The results of Herring et al. (1) at baseline help in understanding the cascade of events that may ultimately result in “the perfect storm” of SGLT-i–induced DKA. Although additional mechanisms cannot be excluded, reduction of insulin dose (prandial and basal) is necessary to avoid hypoglycemia due to the 24-h PG-lowering effect by SGLT-i. It is likely that the reduction of basal more than prandial insulin is critical for desuppression of lipolysis, as indirectly suggested by studies where prandial insulin is left out during 24-h fasting but basal is injected (4). Since the reduction of insulin dose with SGLT-i is not associated with an increase in insulin sensitivity, as it otherwise occurs with physical exercise, lipolysis is then desuppressed, as anticipated by the steep dose-response curve of insulin-regulated lipolysis (5). Increased availability of substrates (FFA), in the setting of a lower insulin-to-glucagon portal ratio, shifts the liver toward enhanced ketogenesis.

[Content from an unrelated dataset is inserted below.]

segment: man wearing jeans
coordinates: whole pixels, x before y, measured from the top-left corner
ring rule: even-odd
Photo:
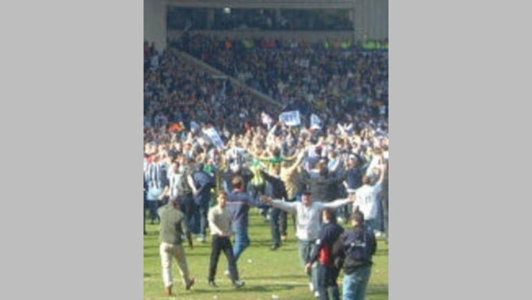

Circumstances of acute decreases in insulin sensitivity may then abruptly precipitate DKA, which is especially insidious for the absence of typical hyperglycemia.

It is difficult to imagine how the insulin dose would not have to be reduced in T1D and how people might avoid “the perfect storm” of nonhyperglycemic DKA when adding SGLT-i to MDII/CSII.

Duality of Interest. No potential conflicts of interest relevant to this article were reported.